The Bodleian Plate
An original mid-eighteenth century engraved copperplate followed by a print made from it portrays Virginia flora, fauna, and Indian life, as well as buildings in the colonial capital at Williamsburg. Part of the vast collection at the Bodleian Library at Oxford University, the plate lay unlisted and forgotten for some 150 years. Once discovered, the plate was recognized as including the most important visual record of colonial-era Williamsburg. The so-called Bodleian Plate emerged as the "cornerstone of the restoration" of Colonial Williamsburg that began in 1929, according to Margaret Pritchard, the foundation's curator of prints and maps. The librarians at Bodleian, aware of the importance of the plate in restoring the original capital, presented the artifact to John D. Rockefeller in 1938.
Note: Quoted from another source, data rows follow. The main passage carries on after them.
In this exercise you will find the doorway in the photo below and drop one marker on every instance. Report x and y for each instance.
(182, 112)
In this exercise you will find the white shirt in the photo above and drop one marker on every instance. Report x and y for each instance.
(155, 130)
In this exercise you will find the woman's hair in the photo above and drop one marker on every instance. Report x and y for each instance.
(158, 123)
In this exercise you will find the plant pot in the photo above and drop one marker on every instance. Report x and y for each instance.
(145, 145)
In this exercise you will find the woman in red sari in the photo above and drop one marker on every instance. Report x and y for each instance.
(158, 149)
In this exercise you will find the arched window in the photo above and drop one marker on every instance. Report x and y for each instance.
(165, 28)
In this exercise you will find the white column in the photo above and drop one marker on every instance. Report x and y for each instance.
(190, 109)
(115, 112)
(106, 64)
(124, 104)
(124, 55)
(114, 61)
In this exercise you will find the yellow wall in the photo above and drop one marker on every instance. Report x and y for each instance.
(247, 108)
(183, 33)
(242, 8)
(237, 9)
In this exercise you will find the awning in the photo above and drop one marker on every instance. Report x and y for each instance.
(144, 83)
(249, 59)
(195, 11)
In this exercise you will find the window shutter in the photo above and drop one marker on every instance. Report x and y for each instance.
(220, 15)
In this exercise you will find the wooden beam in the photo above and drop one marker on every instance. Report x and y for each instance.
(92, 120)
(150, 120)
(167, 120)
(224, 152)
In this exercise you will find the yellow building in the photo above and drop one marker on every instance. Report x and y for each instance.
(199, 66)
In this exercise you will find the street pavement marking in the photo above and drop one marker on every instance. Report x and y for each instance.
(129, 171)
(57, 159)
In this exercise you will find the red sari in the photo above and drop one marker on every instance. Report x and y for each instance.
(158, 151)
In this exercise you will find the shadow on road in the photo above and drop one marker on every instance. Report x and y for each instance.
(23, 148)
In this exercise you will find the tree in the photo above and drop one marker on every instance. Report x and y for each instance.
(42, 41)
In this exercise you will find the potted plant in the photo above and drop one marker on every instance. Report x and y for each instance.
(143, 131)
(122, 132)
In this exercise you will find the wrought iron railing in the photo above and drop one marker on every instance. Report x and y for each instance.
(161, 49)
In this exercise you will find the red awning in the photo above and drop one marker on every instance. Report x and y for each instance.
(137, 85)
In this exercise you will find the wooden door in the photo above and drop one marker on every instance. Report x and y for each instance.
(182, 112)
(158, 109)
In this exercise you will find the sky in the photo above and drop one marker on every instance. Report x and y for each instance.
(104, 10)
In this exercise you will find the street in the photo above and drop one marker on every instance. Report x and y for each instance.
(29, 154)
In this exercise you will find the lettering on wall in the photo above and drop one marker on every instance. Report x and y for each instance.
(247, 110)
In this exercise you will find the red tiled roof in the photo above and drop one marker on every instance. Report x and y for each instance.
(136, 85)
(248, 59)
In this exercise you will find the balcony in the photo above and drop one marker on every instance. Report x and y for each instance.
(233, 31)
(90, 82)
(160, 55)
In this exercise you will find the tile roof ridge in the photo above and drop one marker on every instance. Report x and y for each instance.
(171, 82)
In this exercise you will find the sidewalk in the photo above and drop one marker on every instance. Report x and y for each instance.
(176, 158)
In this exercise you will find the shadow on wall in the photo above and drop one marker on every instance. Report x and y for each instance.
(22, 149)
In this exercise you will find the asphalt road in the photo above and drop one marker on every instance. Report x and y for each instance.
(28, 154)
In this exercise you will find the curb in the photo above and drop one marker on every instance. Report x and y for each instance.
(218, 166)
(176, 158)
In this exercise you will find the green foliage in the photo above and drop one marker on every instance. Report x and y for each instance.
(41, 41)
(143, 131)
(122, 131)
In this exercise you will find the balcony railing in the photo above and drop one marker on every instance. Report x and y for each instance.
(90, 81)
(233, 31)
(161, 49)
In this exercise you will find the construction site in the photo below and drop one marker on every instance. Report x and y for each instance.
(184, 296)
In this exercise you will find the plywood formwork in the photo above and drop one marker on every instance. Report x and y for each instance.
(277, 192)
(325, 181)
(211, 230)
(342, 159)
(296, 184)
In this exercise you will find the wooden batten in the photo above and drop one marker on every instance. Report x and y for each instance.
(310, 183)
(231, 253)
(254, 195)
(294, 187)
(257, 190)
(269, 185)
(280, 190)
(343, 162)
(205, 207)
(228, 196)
It is believed that the Bodleian Plate was one of a series of copperplates created to illustrate The History of the Dividing Line, an account by Virginia planter William Byrd II of the expedition he led in 1728–1729 to establish the boundary between Carolina and Virginia. Byrd's interest in architecture, his unabashed boosterism, and his concern about the widespread notion of the capital being a backwater, probably led him to have the artist include these impressive Williamsburg structures. According to the print curator at the Colonial Williamsburg Foundation, it is even possible that Byrd made the drawings himself. Shown on the top row are three buildings at the College of William and Mary—the Bafferton, the Wren Building, and the President's House; shown on the row beneath it are the Capitol as it appeared before the fire of 1747, another view of the Wren Building, and the Governor's Palace.